Que peut bien représenter le 8 mars pour la Mairie de Sète ? Exposition surréaliste à ciel ouvert, rue du 11 Novembre, sur les femmes dans notre ville.
Annoncée à grand renfort d’affiches, précisant bien et en gros caractères que l’entrée est libre (A quand un octroi rue du 11 Novembre ?), la dite exposition regroupe cinq panneaux, pas un de plus, retraçant a minima la vie des femmes à Sète. Les poissonnières, bien sûr, les hommes vont à la pêche et les femmes le vendent en criant comme des harengères (nom dérivé de hareng).
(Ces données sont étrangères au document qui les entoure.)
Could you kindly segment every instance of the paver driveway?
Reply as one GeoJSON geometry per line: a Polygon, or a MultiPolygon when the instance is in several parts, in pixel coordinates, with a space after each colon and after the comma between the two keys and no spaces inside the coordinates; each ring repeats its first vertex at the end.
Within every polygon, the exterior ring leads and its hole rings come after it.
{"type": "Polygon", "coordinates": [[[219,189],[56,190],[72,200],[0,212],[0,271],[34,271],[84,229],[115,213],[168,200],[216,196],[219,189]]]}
Les femmes vont porter leur casse-croûte aux hommes qui travaillent, portent le charbon sur leur tête, créent le commerce des tielles (Adrienne Virduci). Certaines deviennent ostréicultrices au hasard d’un veuvage (Julie Bascou). Madame Roux, sans prénom, est gardienne de phare auxiliaire au phare de Saint-Clair. Plus intéressant, nous apprenons que deux sœurs étaient jouteuses, Elise et Anna Sellier. Elles se sont affrontées le 30 août 1891. C’est Anna qui a gagné.
Aglae Adanson a écrit le premier traité d’horticulture écrit par une femme. N’oublions pas la Begum alias Yvette Labrousse, fleuron de la beauté sétoise. Un panneau est consacré aux bains de mer ; comme une évidence, les «dames » emmènent leurs enfants à la plage. Les hommes doivent être au café.
On y apprend que le premier établissement de bains de mer en Méditerranée pour personnes démunies a été créé à Sète en 1846 par Coraly Hinsch. L’intérêt de cette femme va bien au-delà des bains de mer. Protestante, prédicatrice laïque, elle fonde sa propre communauté qu’elle prénomme Eglise évangéliste qui a des ramifications à Nîmes et au Vigan entre autres. Selon ses préceptes, son neveu ouvre à Nîmes une maison destinées aux jeunes filles abandonnées ou orphelines et un pensionnat de jeunes filles. La communauté hinschiste défend des thèses pacifistes.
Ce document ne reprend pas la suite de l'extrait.